Sebetulnya zakat fitrah itu tidak berubah-ubah dalam arti timbangannya. Karena timbangan tersebut sudah ditentukan oleh syariat yaitu sekitar 2,5 kilogram (1 sha’) makanan pokok di tempat seorang muslim tinggal. Penentuan timbangan ini tidak berubah dari waktu ke waktu dan dari satu tempat ke tempat lain. Yang berubah itu nilainya, jika diukur dengan uang sebagai alat tukar.

Andaikan Rasul SAW, waktu awal Islam pada abad ke-7 Masehi menentukan zakat dengan nilai mata uang tertentu, misalnya dinar, dirham dan lain-lain niscaya saat ini kaum Muslim akan kesulitan untuk mengkonversikan dengan nilai mata uang sekarang.
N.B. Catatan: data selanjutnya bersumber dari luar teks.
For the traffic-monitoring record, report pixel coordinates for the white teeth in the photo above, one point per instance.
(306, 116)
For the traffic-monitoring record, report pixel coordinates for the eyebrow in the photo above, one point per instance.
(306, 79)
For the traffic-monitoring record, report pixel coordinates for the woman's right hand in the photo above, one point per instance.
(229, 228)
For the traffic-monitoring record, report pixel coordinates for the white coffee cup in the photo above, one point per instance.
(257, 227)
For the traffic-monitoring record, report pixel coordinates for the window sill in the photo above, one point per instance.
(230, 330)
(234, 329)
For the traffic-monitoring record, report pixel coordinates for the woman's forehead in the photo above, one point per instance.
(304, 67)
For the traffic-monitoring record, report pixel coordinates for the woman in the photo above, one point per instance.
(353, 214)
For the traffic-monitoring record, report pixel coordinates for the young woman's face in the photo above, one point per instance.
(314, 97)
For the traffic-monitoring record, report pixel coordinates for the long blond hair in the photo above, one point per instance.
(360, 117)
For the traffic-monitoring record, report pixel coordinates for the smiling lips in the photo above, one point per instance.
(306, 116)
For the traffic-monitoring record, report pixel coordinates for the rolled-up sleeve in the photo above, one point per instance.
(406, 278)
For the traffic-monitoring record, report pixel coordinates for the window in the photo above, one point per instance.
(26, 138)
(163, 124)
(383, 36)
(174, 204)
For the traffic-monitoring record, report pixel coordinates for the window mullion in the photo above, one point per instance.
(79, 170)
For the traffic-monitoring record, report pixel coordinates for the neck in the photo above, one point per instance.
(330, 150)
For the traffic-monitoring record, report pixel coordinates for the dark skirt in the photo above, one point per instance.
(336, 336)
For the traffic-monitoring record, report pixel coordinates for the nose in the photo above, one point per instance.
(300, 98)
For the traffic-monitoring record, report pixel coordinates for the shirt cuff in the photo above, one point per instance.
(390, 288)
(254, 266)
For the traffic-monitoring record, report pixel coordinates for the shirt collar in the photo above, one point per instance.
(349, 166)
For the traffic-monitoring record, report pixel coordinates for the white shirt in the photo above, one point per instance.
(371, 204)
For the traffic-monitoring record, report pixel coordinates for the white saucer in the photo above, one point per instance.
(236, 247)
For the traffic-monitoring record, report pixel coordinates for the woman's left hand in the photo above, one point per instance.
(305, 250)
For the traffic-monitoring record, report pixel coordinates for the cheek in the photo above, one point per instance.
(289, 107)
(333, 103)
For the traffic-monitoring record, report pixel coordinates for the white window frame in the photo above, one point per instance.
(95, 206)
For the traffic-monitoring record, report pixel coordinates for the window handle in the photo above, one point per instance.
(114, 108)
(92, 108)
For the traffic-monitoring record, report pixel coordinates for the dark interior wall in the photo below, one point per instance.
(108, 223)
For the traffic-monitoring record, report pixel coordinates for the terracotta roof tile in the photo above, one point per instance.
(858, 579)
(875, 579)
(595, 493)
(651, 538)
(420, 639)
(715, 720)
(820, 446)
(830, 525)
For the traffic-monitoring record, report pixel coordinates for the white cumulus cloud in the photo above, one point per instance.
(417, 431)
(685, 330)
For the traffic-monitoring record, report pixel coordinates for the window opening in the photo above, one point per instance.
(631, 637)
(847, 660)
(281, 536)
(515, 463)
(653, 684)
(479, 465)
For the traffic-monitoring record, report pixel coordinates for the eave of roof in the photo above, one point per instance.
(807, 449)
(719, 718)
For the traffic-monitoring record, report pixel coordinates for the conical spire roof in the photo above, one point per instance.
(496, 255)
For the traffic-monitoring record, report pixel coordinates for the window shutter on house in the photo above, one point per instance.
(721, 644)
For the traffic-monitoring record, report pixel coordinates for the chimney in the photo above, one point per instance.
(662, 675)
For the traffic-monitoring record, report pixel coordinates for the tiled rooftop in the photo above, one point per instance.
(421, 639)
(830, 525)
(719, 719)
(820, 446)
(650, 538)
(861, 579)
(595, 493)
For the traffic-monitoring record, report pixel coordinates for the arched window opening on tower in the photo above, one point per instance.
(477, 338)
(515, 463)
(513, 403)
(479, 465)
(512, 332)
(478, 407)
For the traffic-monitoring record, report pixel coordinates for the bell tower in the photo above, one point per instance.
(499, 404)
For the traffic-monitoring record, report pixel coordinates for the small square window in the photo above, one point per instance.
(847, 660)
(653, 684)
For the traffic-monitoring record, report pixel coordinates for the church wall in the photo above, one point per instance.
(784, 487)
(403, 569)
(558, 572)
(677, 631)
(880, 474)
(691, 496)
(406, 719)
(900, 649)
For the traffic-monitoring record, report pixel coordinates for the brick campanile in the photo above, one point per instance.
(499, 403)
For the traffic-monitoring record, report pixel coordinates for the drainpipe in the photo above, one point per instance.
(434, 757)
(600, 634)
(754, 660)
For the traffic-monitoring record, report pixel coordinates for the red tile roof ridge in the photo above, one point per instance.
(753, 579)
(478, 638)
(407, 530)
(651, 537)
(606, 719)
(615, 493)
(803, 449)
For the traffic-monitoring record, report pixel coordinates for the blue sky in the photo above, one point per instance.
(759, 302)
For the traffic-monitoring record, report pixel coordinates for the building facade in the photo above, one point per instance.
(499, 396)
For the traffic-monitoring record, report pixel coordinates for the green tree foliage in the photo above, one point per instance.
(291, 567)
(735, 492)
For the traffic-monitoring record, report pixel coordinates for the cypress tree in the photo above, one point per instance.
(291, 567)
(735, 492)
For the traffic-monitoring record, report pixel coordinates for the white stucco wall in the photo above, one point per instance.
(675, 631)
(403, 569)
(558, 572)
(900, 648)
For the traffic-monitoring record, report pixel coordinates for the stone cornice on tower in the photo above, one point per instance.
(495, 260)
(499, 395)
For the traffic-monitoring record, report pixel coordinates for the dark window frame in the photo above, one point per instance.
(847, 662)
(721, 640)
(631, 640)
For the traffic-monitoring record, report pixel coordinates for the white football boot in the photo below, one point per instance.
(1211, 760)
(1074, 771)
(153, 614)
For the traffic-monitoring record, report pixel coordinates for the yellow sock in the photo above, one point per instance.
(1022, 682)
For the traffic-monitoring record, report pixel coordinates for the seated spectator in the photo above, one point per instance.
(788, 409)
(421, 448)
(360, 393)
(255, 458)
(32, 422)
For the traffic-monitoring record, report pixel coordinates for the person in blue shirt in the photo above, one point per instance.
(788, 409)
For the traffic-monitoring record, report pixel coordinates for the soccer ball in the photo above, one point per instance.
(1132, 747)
Tetapi Rasul menentukan dengan ukuran kepentingan-kepentingan konsumtif lain yang sangat mereka butuhkan. Karena keutuhan mendesak pada hari raya tidak hanya terbatas pada makanan pokok berupa beras saja. Tetapi beras itu harus dimasak perlu lakuk-pauk sehingga makanan pokok itu layak konsumsi. Semoga penjelasan saya ini bisa dipahami. Wallahu a’lam.